Re:Fascinating stuff (1)

lxs (131946) | about a year and a half ago | (#43181519)

I wonder how the "colonize the universe" crowd feels about that, what gives them the right to decide that a planet should now be full of people rather than leaving it be to evolve on its own.

What gives us the right? Survival of the fittest. All life is created equal and that includes carbon based bipeds with spaceships. Add to that my personal conviction that undirected panspermia is a contributing force to the spread of life in the Universe and I see no objection to adding a little directed panspermia of our own in the mix.

Re:Fascinating stuff (0)

Anonymous Coward | about a year and a half ago | (#43182863)

Because fuck other life forms? Maybe? We're humans, and humans are what should matter most to us.

Re:Fascinating stuff (1)

lxs (131946) | about a year and a half ago | (#43183795)

We're animals, so we do what animals do. Feed and procreate. It's our biological imperative. There is no shame in this. The Universe will keep on ticking along just fine. Thinking that we have to care for every creature that crosses our path implies that we are somehow superior. That we know best. It is an arrogance I don't subscribe to.

Effects of AGW? (0)

Anonymous Coward | about a year and a half ago | (#43180941)

Has anyone studied the disastrous effects that manmade global warming is causing to this priceless and fragile ecosystem?

This is just further evidence... (0)

Anonymous Coward | about a year and a half ago | (#43181755)

That we are going to have to disinfect the HELL out of this planet before we leave. Otherwise, we'll lose our security deposit, big time.

Seriously, Biosphere... you get this stuff everywhere.

this has been known for decades (1)

peter303 (12292) | about a year and a half ago | (#43181799)

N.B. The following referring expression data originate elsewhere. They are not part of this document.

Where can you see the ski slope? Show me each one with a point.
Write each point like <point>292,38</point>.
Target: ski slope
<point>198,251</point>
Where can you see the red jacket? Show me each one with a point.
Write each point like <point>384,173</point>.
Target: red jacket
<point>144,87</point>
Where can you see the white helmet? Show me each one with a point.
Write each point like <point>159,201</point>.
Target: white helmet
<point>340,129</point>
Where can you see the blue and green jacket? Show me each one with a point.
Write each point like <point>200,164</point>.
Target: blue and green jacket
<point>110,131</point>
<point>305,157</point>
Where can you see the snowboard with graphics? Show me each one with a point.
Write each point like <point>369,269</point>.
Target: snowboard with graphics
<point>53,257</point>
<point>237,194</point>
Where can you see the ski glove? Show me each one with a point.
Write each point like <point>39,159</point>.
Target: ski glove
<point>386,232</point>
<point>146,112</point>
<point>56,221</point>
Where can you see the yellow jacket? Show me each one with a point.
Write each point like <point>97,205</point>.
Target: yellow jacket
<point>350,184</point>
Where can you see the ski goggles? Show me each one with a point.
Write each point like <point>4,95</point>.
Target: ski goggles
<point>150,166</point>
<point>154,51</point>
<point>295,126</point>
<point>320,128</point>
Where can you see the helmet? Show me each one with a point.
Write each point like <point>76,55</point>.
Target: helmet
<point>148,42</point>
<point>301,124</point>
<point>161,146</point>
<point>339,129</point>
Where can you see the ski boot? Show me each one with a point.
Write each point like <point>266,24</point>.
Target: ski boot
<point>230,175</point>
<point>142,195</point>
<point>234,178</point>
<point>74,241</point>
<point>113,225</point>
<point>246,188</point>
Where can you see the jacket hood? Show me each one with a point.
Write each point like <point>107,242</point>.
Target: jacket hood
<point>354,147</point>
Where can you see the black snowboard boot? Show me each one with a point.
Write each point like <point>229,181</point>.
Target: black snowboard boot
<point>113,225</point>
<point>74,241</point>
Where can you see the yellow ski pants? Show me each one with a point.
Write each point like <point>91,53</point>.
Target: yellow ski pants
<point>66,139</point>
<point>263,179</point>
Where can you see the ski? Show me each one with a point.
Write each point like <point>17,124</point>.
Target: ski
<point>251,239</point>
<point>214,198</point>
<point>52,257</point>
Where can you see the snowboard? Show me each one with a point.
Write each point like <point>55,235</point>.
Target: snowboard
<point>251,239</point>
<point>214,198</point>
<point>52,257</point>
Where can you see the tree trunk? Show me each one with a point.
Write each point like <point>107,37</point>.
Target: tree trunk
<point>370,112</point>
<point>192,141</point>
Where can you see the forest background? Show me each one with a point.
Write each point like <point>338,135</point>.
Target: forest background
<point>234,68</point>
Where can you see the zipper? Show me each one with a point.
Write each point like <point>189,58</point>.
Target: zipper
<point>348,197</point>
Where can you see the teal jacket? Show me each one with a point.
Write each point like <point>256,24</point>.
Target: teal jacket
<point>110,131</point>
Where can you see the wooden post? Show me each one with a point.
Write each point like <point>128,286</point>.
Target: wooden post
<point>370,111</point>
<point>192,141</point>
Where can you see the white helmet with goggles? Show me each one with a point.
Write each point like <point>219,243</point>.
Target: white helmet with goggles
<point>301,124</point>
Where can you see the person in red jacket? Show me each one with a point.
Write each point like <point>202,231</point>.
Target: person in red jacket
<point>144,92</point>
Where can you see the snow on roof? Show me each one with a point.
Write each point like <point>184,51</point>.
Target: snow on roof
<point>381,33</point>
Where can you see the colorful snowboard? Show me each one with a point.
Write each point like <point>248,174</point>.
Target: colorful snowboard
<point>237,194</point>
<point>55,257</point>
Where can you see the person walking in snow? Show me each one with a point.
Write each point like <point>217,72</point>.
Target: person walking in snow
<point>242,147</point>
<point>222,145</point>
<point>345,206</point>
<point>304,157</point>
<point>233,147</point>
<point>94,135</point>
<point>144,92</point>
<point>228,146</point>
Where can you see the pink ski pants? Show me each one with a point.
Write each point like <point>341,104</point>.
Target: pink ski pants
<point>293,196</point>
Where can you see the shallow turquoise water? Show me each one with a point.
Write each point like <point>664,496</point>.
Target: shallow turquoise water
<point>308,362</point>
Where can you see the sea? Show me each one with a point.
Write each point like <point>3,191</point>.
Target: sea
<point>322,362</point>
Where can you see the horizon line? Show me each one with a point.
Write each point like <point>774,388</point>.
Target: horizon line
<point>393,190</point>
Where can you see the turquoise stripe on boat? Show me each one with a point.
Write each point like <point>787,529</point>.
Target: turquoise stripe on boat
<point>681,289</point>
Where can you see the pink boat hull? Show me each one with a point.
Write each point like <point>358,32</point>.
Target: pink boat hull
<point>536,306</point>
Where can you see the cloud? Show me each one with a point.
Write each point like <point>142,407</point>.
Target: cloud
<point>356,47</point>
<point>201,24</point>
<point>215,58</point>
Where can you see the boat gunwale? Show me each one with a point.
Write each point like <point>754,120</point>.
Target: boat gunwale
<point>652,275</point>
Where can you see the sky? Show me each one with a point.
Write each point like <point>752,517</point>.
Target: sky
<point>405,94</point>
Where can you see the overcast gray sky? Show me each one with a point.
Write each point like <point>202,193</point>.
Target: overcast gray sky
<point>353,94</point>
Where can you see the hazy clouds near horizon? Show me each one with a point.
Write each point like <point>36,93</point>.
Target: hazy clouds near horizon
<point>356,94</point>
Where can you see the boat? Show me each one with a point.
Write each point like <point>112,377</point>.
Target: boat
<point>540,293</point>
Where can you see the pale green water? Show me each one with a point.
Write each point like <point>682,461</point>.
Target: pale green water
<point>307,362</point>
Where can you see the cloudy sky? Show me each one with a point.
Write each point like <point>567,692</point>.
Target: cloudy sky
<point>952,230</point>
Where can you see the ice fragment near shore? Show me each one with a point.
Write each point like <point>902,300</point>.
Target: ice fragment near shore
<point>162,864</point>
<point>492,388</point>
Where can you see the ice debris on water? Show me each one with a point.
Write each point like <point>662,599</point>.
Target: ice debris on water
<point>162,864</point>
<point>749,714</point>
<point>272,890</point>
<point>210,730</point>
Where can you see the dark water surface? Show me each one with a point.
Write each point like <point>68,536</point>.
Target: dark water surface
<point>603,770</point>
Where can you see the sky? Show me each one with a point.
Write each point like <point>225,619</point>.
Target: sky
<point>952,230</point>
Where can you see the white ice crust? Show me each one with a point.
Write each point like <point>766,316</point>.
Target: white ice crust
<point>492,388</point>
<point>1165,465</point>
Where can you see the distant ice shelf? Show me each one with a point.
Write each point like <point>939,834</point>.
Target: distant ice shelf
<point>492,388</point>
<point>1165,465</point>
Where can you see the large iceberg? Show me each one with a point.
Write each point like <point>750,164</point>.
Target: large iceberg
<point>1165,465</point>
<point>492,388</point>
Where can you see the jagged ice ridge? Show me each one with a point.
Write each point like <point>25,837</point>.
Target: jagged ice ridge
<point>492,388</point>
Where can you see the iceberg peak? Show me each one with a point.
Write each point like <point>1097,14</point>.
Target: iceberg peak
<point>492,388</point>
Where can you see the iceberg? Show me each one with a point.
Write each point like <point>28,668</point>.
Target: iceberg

Life has been everywhere drilled into sediments or rock as long it is below 120C temperature.

Re:this has been known for decades (1)

iggymanz (596061) | about a year and a half ago | (#43182365)

no, the massiveness of this part of the biosphere is what was not known. those samples from the past were viewed as a tiny niche ecology. now we find it may be the main one of this planet

It's where oil comes from (0)

Anonymous Coward | about a year and a half ago | (#43182413)

Or do you really think petroleum comes from dead dinosaurs?

Yup (1)

TheSkepticalOptimist (898384) | about a year and a half ago | (#43182957)

We already know there is life on this planet, stop looking.

Deep Hot Biosphere (1)

RackinFrackin (152232) | about a year and a half ago | (#43183741)

Thomas Gold [wikipedia.org] wrote a book [amazon.com] that seems very pertinent to this.

Two Words: Thomas Gold (1)

fygment (444210) | about a year and a half ago | (#43187849)

He and others have theorised, spoken to, and proven this over and over again over the past several decades.